We could talk about the case law on the limits of being able to manifest your religion in the workplace, or the competing strands that call for protection on the diversity front (I agree that this case represents the erosion of the prohibition of discrimination on the grounds of religion and belief through elevation of the rights of employers and, in this case, parents. So much for Eweida v United Kingdom  ECHR 37). But I’d like to consider what it means for corporations increasingly to be defining what is an acceptable and desirable way for us to be expressing our ideology.
This used to be (and still is) one of the remits of the state. As it was pointed out in the famous case of R (Begum) v Denbigh High School Governors  UKHL 15 (about why a school uniform policy banning the jilbab was justified), part of the role of the state in the context of education is to enable children to choose the ideological space they wish to occupy, as between the dominant culture of their families and the dominant culture in society:
“A mandatory policy that rejects veiling in state educational institutions may provide a crucial opportunity for girls to choose the feminist freedom of state education over the patriarchal dominance of their families. Also, for the families, such a policy may send a clear message that the benefits of state education are tied to the obligation to respect women’s and girls’ rights to equality and freedom” (Professor Frances Radnay in “Culture, Religion and Gender”  1 International Journal of Constitutional Law 663, cited in Denbigh).
As corporations become more ideologically involved, attaching ethical allegiances to particular causes and organisations around sustainability, diversity and ethical labour standards, they invite workers to champion and celebrate certain causes, and to become vocal about supporting sponsored company values. Think of all the different symbols that have become commonplace as something to be shown and worn in the workplace: a pink wristband, a rainbow, a yellow ribbon, a moustache in November (you could think of them as acceptable dress code).
But are we at risk of being homogenised, in terms of our identities at work, if we are presented with predetermined “good causes” which we are invited to sign up to?
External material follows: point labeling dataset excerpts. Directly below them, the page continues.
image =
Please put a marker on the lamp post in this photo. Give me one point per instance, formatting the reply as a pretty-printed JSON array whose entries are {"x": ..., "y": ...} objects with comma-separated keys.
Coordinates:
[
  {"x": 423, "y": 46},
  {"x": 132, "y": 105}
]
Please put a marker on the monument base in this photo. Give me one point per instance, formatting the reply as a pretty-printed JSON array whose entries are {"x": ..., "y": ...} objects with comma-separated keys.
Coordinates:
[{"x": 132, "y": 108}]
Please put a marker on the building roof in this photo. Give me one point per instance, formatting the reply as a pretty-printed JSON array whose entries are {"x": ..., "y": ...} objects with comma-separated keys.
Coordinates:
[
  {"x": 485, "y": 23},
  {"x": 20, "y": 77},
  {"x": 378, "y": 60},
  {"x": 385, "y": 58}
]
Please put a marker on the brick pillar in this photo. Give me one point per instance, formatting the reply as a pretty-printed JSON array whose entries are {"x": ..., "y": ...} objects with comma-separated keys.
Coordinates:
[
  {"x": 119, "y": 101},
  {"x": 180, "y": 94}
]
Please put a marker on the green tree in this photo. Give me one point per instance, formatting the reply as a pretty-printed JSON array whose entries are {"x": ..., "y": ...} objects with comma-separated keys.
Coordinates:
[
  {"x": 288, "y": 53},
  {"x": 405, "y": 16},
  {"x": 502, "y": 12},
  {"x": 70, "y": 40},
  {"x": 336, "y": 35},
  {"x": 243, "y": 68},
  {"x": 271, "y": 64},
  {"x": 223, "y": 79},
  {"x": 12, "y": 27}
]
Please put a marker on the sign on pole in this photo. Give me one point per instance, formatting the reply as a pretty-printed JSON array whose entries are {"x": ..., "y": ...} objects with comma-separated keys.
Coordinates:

What is wrong with an invite, you might say, no one is compelled to do anything. I suppose I am asking where the space is to work out, like the hypothetical girl in the Denbigh case example, where you stand with regard to your own personal dominant culture, and the corporation’s dominant culture, and to not always know where you stand.
The idea of the corporation as being the expression of human values, rather than a mere legal personality for Companies House purposes, is a relatively recent phenomenon but we seem to accept it has always been this way. Interestingly, many organisations now put “passionate” and “creative” at the heart of their search for candidates, which would not have been the case 20 years ago when strength of conviction was regarded as something private. Like an ideal love-match (possibly forged by an algorithm), the passionate worker and the passionate employer are destined to meet and set the world on fire. But what if the best lack all conviction and the worst are full of passionate intensity?
Could there be too much pressure for individuals to take on corporate ideology at the expense of the many ordinary aspects of their humanity, such as the ability to question, doubt and not know? Qualities which, according to a recent report on the robotisation of work, could make them more employable in future?
We are used to thinking of dress codes as something imposed by employers, for employees to conform to or not, with the debate usually centring around a person’s right to freedom to express or manifest their belief and the employer’s right to police individual expression in the interests of conducting business and serving their customers. But we are less used to the idea of the corporation itself being the sheer embodiment of a dress code which may offend the idea of space or neutrality within the workforce (and bear in mind that the absence of belief is capable of protection in law).
We are used to thinking of employers as wanting, potentially, to pursue a policy of neutrality, based on ethos or customer profile. But what if neutrality is the desired safe space for a significant group of employees in a workplace, not because they are discriminatory or indifferent to value-based agendas, but because they express their values differently to the ways identified by the corporation as appropriate and desirable?
The avoidance of social conflict was cited in WABE as a potential legitimate aim for an employer pursuing a policy of neutrality. But it seems that corporations are sailing right into the headwinds of social conflict by taking up so much ideological space as a core activity. By becoming the gatekeepers of appropriate expression of values and belief, they have to take a stand, or not, or be judged by their silence.
All views expressed are the author’s own.
Shireen Shaikh, Senior PSL, Taylor Wessing.